Die lange schwarze Dampflok mit Baujahr 1939 tutet laut, als sie am Dienstag, an Mariä Himmelfahrt, kurz vor 13 Uhr in den Nördlinger Bahnhof einfährt. Der historische Sonderzug „Gerd Müller“ hat rund 500 Fahrgäste aus München nach Nördlingen gebracht, wo die Gäste im Rahmen einer Stadtführung auch die neue Statue des „Bombers der Nation“ besichtigen konnten. Das Event, das das Bayerische Eisenbahnmuseum veranstaltet hat, bot etwas für Fußballfans, für Interessierte an historischen Eisenbahnen und für klassische Städtereisende.
Auch die Fahrgast-Waggons aus den 1950ern und 1960ern sind historisch, sie gehörten früher zu einem D-Zug. Als sich deren Türen nach dem Einfahren öffnen, ergießt sich der Gästestrom über den Bahnsteig, zwischendrin sieht man immer wieder FC-Bayern-Trikots und das Vereinsabzeichen herausspitzeln.
Bayernbahn organisierte Fahrt von München nach Nördlingen
Einer der Münchner Besucher auf dem Bahnsteig ist Jürgen Ludwig, auch er trägt ein FC-Bayern-Polohemd. Er ist mit seiner Frau und seinen beiden kleinen Kindern gekommen.

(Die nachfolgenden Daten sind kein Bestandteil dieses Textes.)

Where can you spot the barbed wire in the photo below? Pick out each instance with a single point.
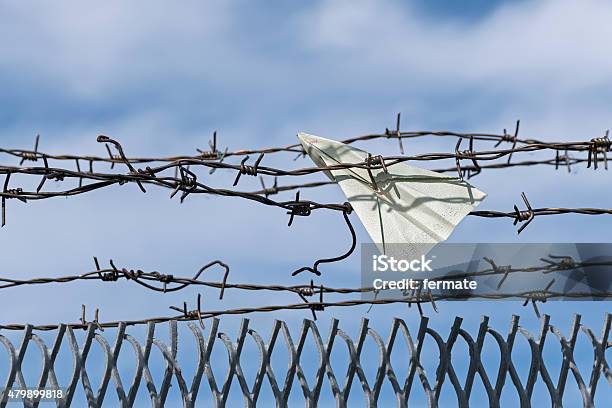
(158, 173)
(201, 315)
(172, 283)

Als Mitglied des FC Bayern, erzählt er, habe er eine Mail vom Verein erhalten, in der für die Sonderfahrt in Gerd Müllers Geburtsstadt geworben worden sei. Die Gerd-Müller-Statue habe er bereits auf Fotos gesehen. Da er zugleich Modelleisenbahnen mag, freue er sich auch auf den Besuch des Eisenbahnmuseums, das ebenfalls auf dem Programm steht, und auf die Altstadt. Am Bahnhof warteten bereits an die zehn Stadtführer der Tourist-Information auf die Gäste – der Zug hatte 45 Minuten Verspätung – um in Gruppen loszuziehen.
Das Bayerische Eisenbahnmuseum in Nördlingen hatte die Fahrt mit den historischen Zügen organisiert – beziehungsweise die Bayernbahn als Tochterunternehmen des Eisenbahnmuseums, das für den Betrieb der Lokomotiven auf den Schienen zuständig ist. Von München nach Augsburg fuhren die Gäste mit einer elektrischen Schnellzug-Lokomotive des Museums aus den 1950er Jahren, die den Strom aus den Oberleitungen bezieht und die rund 120 Stundenkilometer fährt, wie Museumsleiter Ekkehard Böhnlein erklärt. Die Lok komme auf historischen Fahrten immer mal wieder zum Einsatz.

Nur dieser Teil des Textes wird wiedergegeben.